In fact, the Trump White House agenda bears only faint resemblance to the Trump campaign agenda. Trump never promised to make it easier for internet service providers to sell customer data or harder for ripped-off consumers to sue banks. But ever since he entered the Oval Office, Trump has sided with business owners on just about every issue other than trade, pushing to gut Obama-era rules requiring oil companies to disclose payments to foreign governments, restaurants to let their workers keep tips, financial advisers to represent the interests of their clients, and manufacturers to keep records of on-the-job injuries. In fairness, Trump and his liberal critics alike tend to exaggerate the immediate impact of his assault on regulations; dismantling rules usually requires years of bureaucratic maneuvering and litigation. Still, Trump has made it clear whose side he’s on -- the side of companies that don’t want to disclose the toxic chemicals they use, coal-fired power plants that don’t want stricter pollution limits, for-profit schools that don’t want to be penalized if their students don’t get jobs, and bosses who don’t want to pay their workers time-and-a-half for overtime. He still talks about fighting for the little guy, but then he’s not quite followed through. That bipartisan infrastructure bill he keeps promising has yet to see the light of day.
In Washington, personnel is policy, and Trump stocked his administration from the start with partisan conservative Republicans. He set the tone when he chose the self-proclaimed “right-wing nut job” Mick Mulvaney, a South Carolina congressman who helped launch the ultraconservative House Freedom Caucus, to lead his war on regulations as head of the Office of Management of Budget. Mulvaney was also the architect of Trump’s plan for unprecedented domestic spending cuts, which have stalled in Congress, and Trump even picked him to start defanging the Consumer Financial Protection Bureau, which was tormenting the financial industry before Mulvaney took the reins in November. Similarly, Trump’s picks to lead the Education Department, Energy Department and Environmental Protection Agency were strident critics of the missions of those agencies. And after railing against Goldman Sachs on the stump, Trump chose Goldman Sachs alumni to be his Treasury secretary, top economic aide and deputy national security adviser, and a Goldman Sachs attorney to be his top Wall Street regulator.
Trump’s former chief strategist, Steve Bannon, was also a Goldman Sachs alum, but even though the left hated his incendiary views on race and immigration, he was the leading voice inside the White House for populist critiques of the Republican Party’s trickle-down agenda. But Bannon lost the battle for Trump’s brain and got fired. Trickle-down is ascendant.

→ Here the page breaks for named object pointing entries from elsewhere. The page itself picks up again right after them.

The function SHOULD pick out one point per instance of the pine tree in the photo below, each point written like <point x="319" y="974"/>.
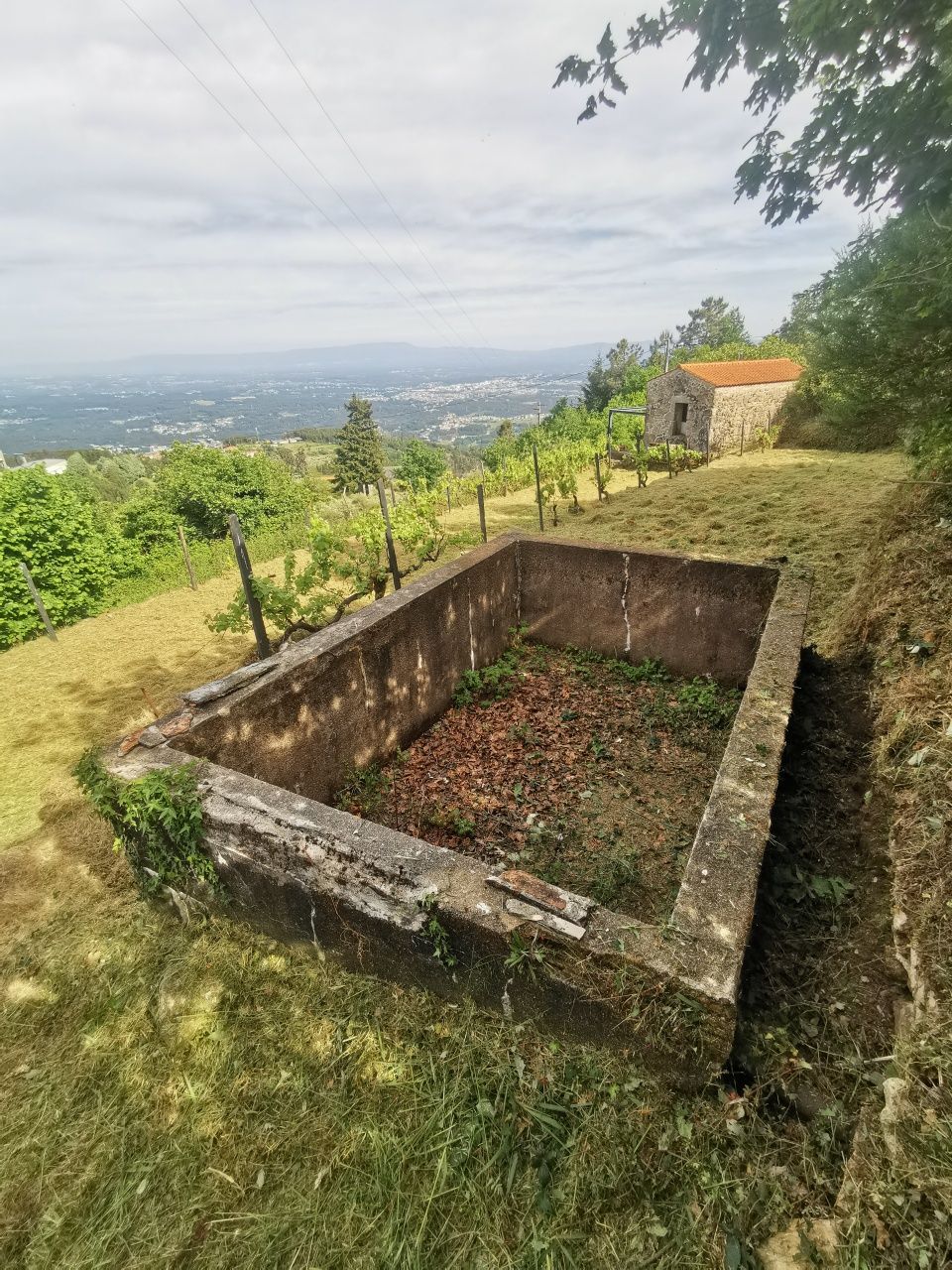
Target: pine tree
<point x="358" y="458"/>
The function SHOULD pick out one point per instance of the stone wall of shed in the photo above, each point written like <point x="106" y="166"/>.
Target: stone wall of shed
<point x="658" y="418"/>
<point x="752" y="407"/>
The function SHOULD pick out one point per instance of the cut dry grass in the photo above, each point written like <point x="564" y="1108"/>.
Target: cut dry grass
<point x="815" y="507"/>
<point x="204" y="1097"/>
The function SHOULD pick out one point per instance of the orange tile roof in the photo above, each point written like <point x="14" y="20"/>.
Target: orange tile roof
<point x="724" y="375"/>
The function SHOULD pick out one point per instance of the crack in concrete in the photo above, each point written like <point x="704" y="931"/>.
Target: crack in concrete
<point x="625" y="602"/>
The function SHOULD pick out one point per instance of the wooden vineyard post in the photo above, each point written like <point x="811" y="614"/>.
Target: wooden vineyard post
<point x="39" y="602"/>
<point x="643" y="471"/>
<point x="254" y="607"/>
<point x="538" y="488"/>
<point x="391" y="549"/>
<point x="186" y="557"/>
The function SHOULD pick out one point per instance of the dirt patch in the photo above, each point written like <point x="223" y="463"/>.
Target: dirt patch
<point x="585" y="771"/>
<point x="820" y="979"/>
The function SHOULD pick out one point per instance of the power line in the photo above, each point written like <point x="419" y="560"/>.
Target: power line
<point x="363" y="168"/>
<point x="308" y="159"/>
<point x="277" y="164"/>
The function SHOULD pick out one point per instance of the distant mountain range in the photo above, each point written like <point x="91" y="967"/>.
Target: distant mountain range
<point x="371" y="359"/>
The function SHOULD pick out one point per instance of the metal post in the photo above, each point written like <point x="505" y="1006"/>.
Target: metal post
<point x="254" y="607"/>
<point x="643" y="472"/>
<point x="186" y="556"/>
<point x="391" y="549"/>
<point x="538" y="489"/>
<point x="39" y="602"/>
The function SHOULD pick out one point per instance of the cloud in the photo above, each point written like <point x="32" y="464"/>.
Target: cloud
<point x="139" y="217"/>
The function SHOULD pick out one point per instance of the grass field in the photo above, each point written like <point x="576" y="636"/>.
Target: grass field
<point x="200" y="1096"/>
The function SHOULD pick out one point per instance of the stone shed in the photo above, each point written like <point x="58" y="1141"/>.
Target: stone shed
<point x="703" y="404"/>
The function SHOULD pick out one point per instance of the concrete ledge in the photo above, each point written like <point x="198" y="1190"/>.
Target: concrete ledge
<point x="276" y="742"/>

And Trump’s policies are mostly the GOP’s policies.
Whether not he really is a conservative True Believer, or a quasi-moderate who has simply calculated that his best hope of re-election is to cling to the solid 36%-40% base which helped elect him, is ultimately irrelevant. He and the GOP have been forced into a shotgun marriage, and unless something truly egregious in his conduct can be uncovered, this union is likely to last into the 2020 election season.